En resumen, la oposición anti populista debe entender que el populista no acaba con las instituciones democráticas y liberales, pero las deforma a tal grado que el arreglo político termina siendo mucho menos civilizado y liberal; no es la desaparición sino la involución del concepto democrático lo que se debe impedir, y que es una consecuencia natural de los gobiernos populistas. Pero si no se cambia el discurso en ese sentido, la minoría seguirá quedando como mentirosa o ciega ante lo que las masas ven como la nueva realidad.
Los populismos reconocen la legitimidad de los procesos electorales, pero usan las elecciones como un medio de validación, no de competencia. Es más bien un plebiscito o aclamación que muestran a la “parte buena” de la nación, y la ponen en un lugar preeminente, sobre las otras partes, las malas. Lo que realmente busca el populismo, mediante todos los recursos de la democracia, incluyendo las elecciones, es un proceso de sustitución de unas élites (tradicionales) por otras (las suyas). La democracia representativa funciona internamente como una diarquía de la voluntad popular (sobre todo en elecciones y procedimientos institucionalizados) y opinión (los juicios y narrativas de la esfera pública) . Se influyen mutuamente pero nunca se confunden. Por eso no sorprende que, ante una elección cerrada, el populista se apresure a desconocer los resultados. Un ejemplo reciente de ello fue la narrativa permanente de Donald Trump de que el sistema electoral de los Estados Unidos era corrupto y le habían hecho fraude. Como otros líderes, no vio inconsistencia alguna en denunciar defectos sistémicos de confiabilidad en el mismo sistema y las mismas autoridades que le reconocieron el triunfo en unos comicios anteriores; cuando ganan, es porque “su triunfo fue tan contundente que nada pudieron hacer los adversarios para evitarlo”; cuando pierden “él ya había advertido que el fraude era inminente”. El populista es muy difícil de manejar porque no desconoce la ley y las instituciones por completo, sino que hace un reconocimiento selectivo de ellas.

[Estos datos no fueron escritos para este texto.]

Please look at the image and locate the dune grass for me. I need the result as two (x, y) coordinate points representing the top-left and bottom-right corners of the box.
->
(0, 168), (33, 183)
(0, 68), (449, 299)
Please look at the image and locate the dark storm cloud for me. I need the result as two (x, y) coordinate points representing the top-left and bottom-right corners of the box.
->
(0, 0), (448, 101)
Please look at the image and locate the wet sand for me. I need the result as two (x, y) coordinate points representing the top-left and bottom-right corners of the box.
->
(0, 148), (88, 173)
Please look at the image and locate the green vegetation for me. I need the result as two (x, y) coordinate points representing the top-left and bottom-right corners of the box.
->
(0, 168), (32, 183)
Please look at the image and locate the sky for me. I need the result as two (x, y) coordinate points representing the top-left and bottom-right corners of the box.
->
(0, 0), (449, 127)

El término pueblo (concepto central de la retórica populista, siempre) es de suyo muy controversial. No sólo por la implicación emotiva que carga y que es enorme (para Fernando Escalante, el pueblo es una entidad que se define porque sufre), sino porque como dice Müller (2016), desde la época de los griegos y romanos, se ha usado al menos en tres sentidos: como un todo, que abarca el 100% de la población de un territorio; como sinónimo de la gente común, o los excluidos, y como un todo abstracto, es decir, como la nación. Podemos ver este último significado en los discursos de George W. Bush cuando se refería a la caza de terroristas como una reivindicación para el pueblo norteamericano (the american people), pues ahí no se refería ni a los pobres ni a los individuos, sino a la entidad estatal que se identificaba con su gente, “the real americans”. Esta ambivalencia y fuerza emocional hace que pueda considerarse parte del pueblo a cualquier persona, pero también, bajo ciertas circunstancias (reales o inventadas), también permite excluir a cualquiera. Es, de hecho, un término idóneo para construir casos sociales contra chivos expiatorios, individuales y colectivos.

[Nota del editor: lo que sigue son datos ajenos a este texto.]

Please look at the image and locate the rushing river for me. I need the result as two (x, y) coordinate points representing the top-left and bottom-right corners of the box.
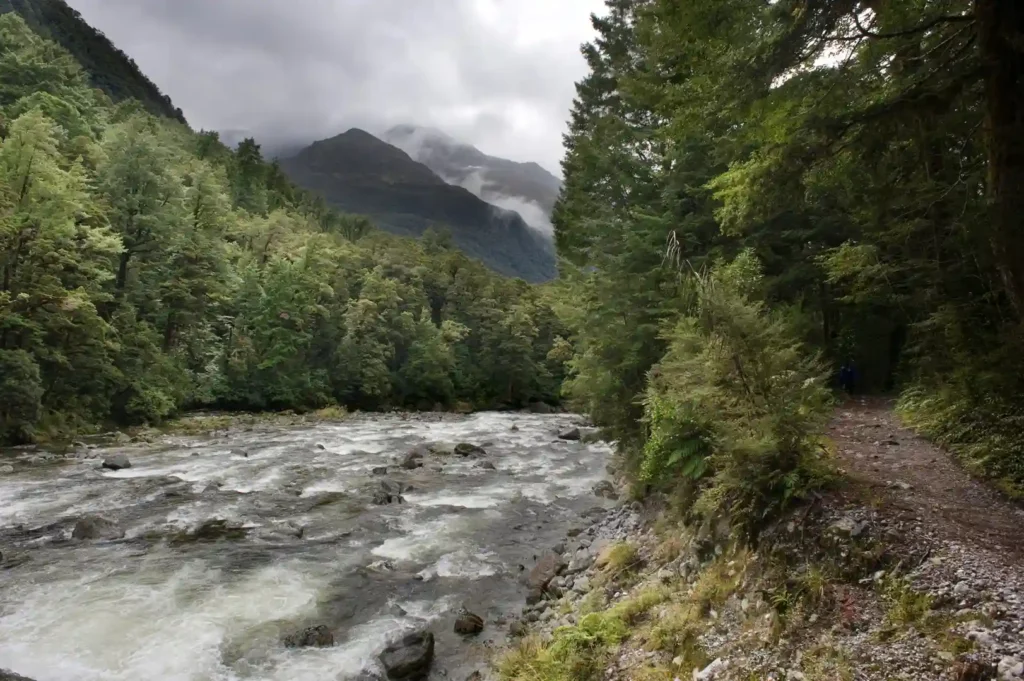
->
(0, 412), (611, 681)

En esta tesitura, el populismo se estructura como un intento de unificación y en contra del pluralismo. Por eso los discursos de hostilidad u odio del líder populista a sus adversarios, quienes quiera que sean, se toman por sus seguidores como una muestra de sinceridad y no de violencia. La diferencia con el fascismo es que “este no se conformaba con la propaganda permanente, sino que traducía esa hostilidad en leyes represivas y uso de la fuerza contra enemigos del estado. El populismo desfigura la democracia, pero el fascismo la destruye.